Item Similarity Calculations

Hello folks -

It's time for another "question that shouldn't be a question" from Matthew!

I saw by reading javadoc that when implementing item based
recommenders using the GenericItemBasedRecommender that we're supposed
to precompute all the item-item similarities rather than using
something like the UncenteredCosineSimilarity class on-the-fly.

While I can appreciate the time savings of using precomputed
similarities, and I can appreciate the customizability of
pre-computing these.. wouldn't this lead to an upkeep nightmare in the
long run? Every time I add or remove something, I have to compair the
new item to everything else... removing I suppose is somewhat easier
since we just delete the entries and refresh the DataModel.

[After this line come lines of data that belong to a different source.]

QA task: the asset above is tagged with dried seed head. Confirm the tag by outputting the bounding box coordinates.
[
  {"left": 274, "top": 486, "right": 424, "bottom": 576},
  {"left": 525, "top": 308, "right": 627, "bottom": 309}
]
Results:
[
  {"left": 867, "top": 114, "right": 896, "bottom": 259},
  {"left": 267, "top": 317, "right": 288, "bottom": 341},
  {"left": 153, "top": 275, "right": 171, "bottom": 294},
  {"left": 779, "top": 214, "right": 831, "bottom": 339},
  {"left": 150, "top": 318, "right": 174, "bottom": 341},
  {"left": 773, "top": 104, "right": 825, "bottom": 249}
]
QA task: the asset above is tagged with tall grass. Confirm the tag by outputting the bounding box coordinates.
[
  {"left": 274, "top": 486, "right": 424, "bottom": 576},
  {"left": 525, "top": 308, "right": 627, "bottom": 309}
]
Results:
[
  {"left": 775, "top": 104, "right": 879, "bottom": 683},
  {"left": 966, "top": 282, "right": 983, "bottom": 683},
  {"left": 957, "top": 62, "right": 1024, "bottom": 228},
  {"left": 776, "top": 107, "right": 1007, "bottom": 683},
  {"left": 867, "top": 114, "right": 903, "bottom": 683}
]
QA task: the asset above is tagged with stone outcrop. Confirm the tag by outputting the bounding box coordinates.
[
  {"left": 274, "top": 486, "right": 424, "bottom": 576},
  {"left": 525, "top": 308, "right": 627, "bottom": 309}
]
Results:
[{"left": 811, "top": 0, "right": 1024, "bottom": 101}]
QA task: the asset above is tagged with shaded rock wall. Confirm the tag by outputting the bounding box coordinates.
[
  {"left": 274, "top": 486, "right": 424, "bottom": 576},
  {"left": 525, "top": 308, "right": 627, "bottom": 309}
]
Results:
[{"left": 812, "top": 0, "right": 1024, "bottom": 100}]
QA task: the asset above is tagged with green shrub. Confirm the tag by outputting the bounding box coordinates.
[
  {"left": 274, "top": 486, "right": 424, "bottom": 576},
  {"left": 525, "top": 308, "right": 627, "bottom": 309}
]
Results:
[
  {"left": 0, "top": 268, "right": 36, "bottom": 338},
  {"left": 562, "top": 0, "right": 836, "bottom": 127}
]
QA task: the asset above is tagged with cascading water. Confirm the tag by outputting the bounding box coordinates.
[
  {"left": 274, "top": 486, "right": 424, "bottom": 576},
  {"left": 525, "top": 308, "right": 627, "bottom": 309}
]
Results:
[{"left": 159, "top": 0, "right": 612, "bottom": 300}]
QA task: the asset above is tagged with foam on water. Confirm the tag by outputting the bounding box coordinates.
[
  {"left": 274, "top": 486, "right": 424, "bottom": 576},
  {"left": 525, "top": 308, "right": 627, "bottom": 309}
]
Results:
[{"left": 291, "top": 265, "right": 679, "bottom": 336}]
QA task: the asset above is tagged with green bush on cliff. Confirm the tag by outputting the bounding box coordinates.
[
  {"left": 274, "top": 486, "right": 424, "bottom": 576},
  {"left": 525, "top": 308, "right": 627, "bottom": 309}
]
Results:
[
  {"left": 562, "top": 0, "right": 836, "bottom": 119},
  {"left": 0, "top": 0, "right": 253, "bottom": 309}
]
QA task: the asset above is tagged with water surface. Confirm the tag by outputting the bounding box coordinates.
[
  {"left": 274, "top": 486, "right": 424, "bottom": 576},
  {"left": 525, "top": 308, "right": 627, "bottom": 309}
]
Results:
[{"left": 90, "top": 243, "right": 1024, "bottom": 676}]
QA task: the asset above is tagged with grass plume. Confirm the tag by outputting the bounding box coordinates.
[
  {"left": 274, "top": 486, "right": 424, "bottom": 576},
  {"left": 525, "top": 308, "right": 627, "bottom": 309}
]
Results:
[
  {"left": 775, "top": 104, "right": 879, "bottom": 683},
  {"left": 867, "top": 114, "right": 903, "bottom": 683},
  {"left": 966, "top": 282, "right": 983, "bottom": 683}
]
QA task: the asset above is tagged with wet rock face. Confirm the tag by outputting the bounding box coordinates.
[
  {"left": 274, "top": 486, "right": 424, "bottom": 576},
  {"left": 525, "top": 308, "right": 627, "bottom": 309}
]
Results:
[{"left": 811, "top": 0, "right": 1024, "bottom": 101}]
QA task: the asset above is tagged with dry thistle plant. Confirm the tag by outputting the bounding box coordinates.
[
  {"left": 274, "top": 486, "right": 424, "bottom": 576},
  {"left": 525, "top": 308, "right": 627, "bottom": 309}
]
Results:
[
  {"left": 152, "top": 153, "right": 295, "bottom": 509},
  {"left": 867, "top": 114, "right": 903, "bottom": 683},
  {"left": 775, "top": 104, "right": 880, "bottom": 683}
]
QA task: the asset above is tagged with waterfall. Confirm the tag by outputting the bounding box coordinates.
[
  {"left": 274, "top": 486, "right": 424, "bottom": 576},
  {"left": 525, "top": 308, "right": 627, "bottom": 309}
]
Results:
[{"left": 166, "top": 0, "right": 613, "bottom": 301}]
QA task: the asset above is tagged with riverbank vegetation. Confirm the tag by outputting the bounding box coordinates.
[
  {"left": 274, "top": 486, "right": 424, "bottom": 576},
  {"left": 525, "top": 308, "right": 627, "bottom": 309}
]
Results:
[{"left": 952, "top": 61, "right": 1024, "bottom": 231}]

Every time a new item is added, or an old item is removed, everything
needs to be adjusted - right? Say we have a system with 150,000 items
- that's 22,500,000,000 rows that go into the similarity table
(assuming a dumb loop within a loop style calculator). That would take
a beefy database server just to serve that one table quickly for the
system.

Does it make sense to leave out entries for items that are totally
dissimilar? I assume that might hurt the "long tail" of
recommendations... Are there other optimizations that I'm just not
seeing?

When computing an item similarity it seems that there are two schools
of thought - one using user preferences towards it and other items to
compute, and one using item attributes to compute. I assume that if I
wanted to go towards the item attributes computation then I'm getting
into the clustering algorithms, and that in that case I would build
clusters using the item attributes and go from there?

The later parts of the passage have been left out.